Cette progression, des photos dédicacées aux peluches sans fonction, suggère une trajectoire vers la pure accumulation de signifiants vides. Chaque mutation du phénomène de collection reconstitue le même vide sous une forme légèrement différente. C’est une sorte d’épuisement progressif du capital symbolique disponible.
Un élément crucial demeure : les consommatrices affirment utiliser ces accessoires pour se différencier, pour affirmer leur singularité. Et cette affirmation n’est pas entièrement fausse, elles choisissent réellement, elles assemblent, elles organisent leur propre collection selon leurs goûts. Mais cette liberté de choix s’exerce exclusivement à l’intérieur d’un catalogue préalablement constitué par le marché.
C’est là que réside la perversité de la situation contemporaine. Le marché n’a pas supprimé la singularité; il les a intégrées, rationalisées, transformées en variables contrôlables.
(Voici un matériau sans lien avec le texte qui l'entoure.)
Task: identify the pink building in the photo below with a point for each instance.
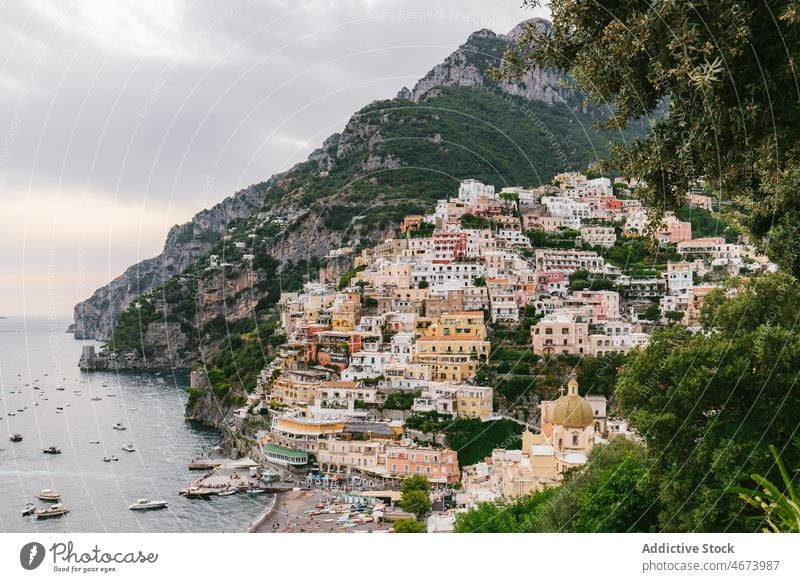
(676, 231)
(440, 466)
(559, 333)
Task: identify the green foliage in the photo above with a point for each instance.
(734, 58)
(780, 504)
(132, 325)
(652, 313)
(415, 483)
(706, 224)
(409, 526)
(401, 400)
(708, 405)
(471, 221)
(417, 502)
(474, 440)
(562, 240)
(599, 375)
(608, 494)
(519, 516)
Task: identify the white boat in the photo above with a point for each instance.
(49, 495)
(52, 511)
(147, 504)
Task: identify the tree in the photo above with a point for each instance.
(708, 405)
(519, 516)
(781, 505)
(409, 526)
(415, 483)
(652, 313)
(416, 502)
(720, 81)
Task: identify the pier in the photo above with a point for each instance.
(229, 476)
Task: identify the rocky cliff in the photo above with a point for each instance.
(392, 158)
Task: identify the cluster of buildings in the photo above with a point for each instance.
(409, 323)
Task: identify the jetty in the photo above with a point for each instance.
(228, 475)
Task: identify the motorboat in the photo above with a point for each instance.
(49, 495)
(52, 511)
(147, 504)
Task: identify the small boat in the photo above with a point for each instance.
(49, 495)
(52, 511)
(148, 504)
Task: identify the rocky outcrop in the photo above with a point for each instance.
(95, 317)
(360, 149)
(469, 65)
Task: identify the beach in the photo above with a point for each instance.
(288, 515)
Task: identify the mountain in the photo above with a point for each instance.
(393, 157)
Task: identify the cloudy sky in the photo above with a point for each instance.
(120, 119)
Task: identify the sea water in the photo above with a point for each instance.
(36, 358)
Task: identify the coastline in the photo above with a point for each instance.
(288, 515)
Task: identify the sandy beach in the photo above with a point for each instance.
(287, 516)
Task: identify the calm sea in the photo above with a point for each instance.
(36, 358)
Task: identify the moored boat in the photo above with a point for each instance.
(49, 495)
(52, 511)
(147, 504)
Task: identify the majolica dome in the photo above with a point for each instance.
(571, 410)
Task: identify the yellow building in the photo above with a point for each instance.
(474, 401)
(303, 434)
(455, 368)
(460, 333)
(296, 387)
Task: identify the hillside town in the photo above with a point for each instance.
(411, 322)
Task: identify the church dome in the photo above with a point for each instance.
(571, 410)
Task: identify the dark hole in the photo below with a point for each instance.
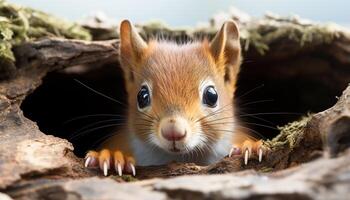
(65, 108)
(60, 98)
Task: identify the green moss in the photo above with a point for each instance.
(289, 134)
(261, 37)
(19, 24)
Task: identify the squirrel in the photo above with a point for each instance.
(180, 103)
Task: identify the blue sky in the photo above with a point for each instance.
(190, 12)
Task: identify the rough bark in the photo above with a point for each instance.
(36, 165)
Chaque acte supposé d’auto-expression personnelle alimente les bases de données qui affinent les algorithmes de recommandation. Chaque affirmation d’individualité devient une donnée exploitable, une trace consommable qui renforce les structures mêmes du système marchand.
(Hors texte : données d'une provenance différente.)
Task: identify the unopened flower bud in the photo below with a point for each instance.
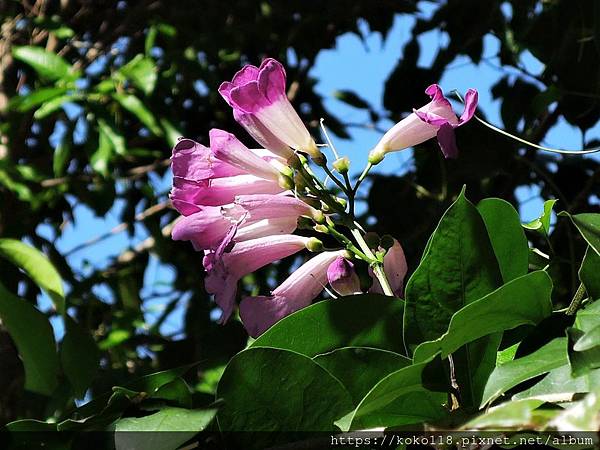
(376, 156)
(319, 217)
(304, 223)
(286, 170)
(387, 242)
(342, 165)
(285, 182)
(342, 277)
(321, 229)
(342, 202)
(314, 245)
(372, 239)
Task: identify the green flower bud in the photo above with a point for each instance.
(321, 229)
(285, 182)
(387, 241)
(319, 217)
(372, 239)
(376, 156)
(314, 245)
(342, 165)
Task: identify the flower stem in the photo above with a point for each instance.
(378, 270)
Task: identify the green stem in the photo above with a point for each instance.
(577, 299)
(377, 266)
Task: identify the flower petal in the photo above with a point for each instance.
(447, 141)
(471, 99)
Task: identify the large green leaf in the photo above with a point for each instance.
(170, 428)
(274, 390)
(34, 338)
(510, 374)
(515, 414)
(523, 301)
(37, 266)
(79, 356)
(44, 62)
(506, 236)
(589, 273)
(357, 321)
(25, 102)
(588, 225)
(360, 368)
(399, 399)
(560, 386)
(458, 268)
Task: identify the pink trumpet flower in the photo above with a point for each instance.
(394, 265)
(253, 215)
(225, 269)
(226, 147)
(258, 97)
(342, 277)
(298, 291)
(436, 118)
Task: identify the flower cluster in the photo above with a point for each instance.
(242, 206)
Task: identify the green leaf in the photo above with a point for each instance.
(79, 356)
(352, 99)
(53, 105)
(399, 399)
(44, 62)
(510, 374)
(170, 427)
(523, 301)
(458, 268)
(588, 356)
(61, 157)
(142, 73)
(506, 236)
(360, 368)
(542, 223)
(37, 266)
(23, 103)
(588, 225)
(115, 138)
(582, 416)
(34, 339)
(106, 408)
(171, 132)
(134, 105)
(560, 386)
(357, 321)
(589, 273)
(514, 414)
(588, 317)
(274, 390)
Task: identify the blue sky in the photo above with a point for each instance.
(354, 65)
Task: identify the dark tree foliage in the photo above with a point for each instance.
(143, 73)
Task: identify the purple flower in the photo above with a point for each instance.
(258, 98)
(254, 216)
(342, 277)
(224, 269)
(227, 148)
(434, 119)
(298, 291)
(394, 265)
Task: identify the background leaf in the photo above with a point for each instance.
(34, 339)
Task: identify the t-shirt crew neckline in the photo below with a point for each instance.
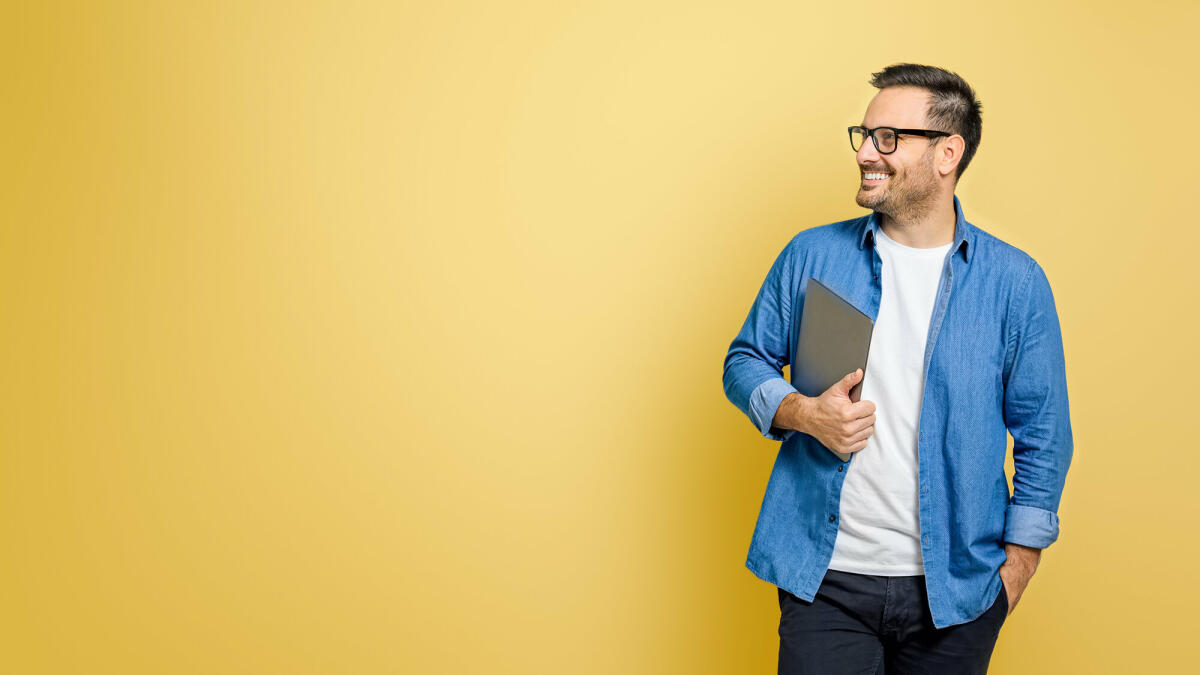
(892, 244)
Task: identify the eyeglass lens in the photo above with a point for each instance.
(885, 139)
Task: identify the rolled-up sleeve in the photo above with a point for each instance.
(1037, 414)
(754, 366)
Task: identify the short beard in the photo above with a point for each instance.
(918, 202)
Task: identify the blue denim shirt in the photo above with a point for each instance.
(994, 365)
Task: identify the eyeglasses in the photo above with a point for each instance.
(885, 137)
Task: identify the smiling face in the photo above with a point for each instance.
(905, 181)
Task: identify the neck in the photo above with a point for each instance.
(922, 226)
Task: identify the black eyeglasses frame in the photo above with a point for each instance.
(898, 132)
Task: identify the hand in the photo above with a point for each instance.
(1017, 571)
(840, 424)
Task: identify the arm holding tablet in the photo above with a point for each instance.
(840, 424)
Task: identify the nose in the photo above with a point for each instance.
(868, 154)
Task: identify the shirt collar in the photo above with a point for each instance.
(964, 234)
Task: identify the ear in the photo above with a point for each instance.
(951, 154)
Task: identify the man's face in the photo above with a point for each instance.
(910, 179)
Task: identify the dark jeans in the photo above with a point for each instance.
(880, 625)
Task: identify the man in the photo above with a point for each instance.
(909, 556)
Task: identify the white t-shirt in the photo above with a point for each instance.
(879, 530)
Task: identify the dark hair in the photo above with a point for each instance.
(953, 106)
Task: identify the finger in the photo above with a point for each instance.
(843, 387)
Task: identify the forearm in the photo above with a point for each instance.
(795, 413)
(1025, 557)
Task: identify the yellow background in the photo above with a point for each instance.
(388, 338)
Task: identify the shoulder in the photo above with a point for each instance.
(1003, 258)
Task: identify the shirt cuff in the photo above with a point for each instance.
(1030, 526)
(765, 404)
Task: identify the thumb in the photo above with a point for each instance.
(846, 383)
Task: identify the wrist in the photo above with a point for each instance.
(796, 412)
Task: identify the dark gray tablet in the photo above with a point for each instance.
(834, 341)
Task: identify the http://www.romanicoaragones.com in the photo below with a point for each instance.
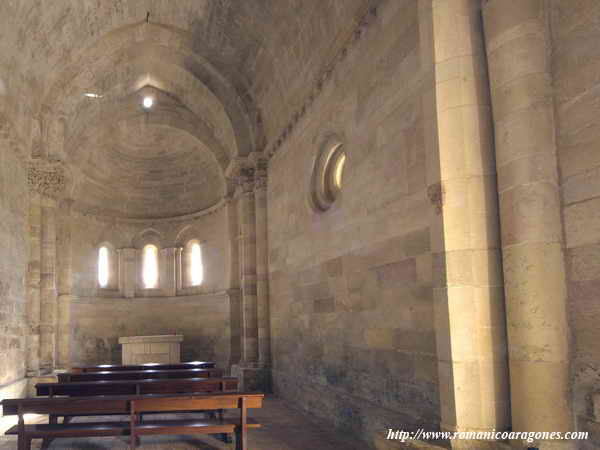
(492, 435)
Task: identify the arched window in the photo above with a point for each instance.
(150, 266)
(328, 174)
(103, 267)
(195, 266)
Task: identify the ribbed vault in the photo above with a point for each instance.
(225, 77)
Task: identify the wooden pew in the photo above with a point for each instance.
(148, 366)
(220, 425)
(139, 375)
(140, 387)
(133, 405)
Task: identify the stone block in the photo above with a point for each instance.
(398, 272)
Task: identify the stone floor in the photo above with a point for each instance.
(283, 429)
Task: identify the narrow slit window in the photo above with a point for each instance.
(196, 266)
(150, 266)
(103, 269)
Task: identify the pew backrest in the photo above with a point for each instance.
(147, 366)
(132, 387)
(139, 375)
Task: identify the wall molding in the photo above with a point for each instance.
(325, 76)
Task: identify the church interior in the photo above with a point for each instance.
(384, 215)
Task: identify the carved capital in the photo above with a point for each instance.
(246, 180)
(47, 179)
(260, 181)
Les consommatrices ne se trompent donc pas en affirmant leur liberté. Mais cette liberté opère entièrement dans les limites du possible défini par les structures commerciales. Elle n’est pas supprimée ; elle est pliée, orientée, vectorisée vers la reproduction infinie du même. Il s’agit là d’une forme particularièrement raffinée de capture : non pas l’interdiction de créer, mais l’intégration complète de la production artistique dans les logiques de l’accumulation marchande.
Il convient ici de prendre du recul et de poser une hypothèse plus large. Peut-être que l’art, en tant que pratique d’un décalage entre le monde tel qu’il est et le monde tel qu’on voudrait qu’il soit, appartient-il à une époque révolue : le monde s’autodigère encore et encore. Peut-être que l’art était un rituel, une cérémonie par laquelle les sociétés humaines maintenaient une distance par rapport à leur propre réalité, par laquelle elles exploraient les possibles jamais actualisés, les mondes jamais venus à l’existence.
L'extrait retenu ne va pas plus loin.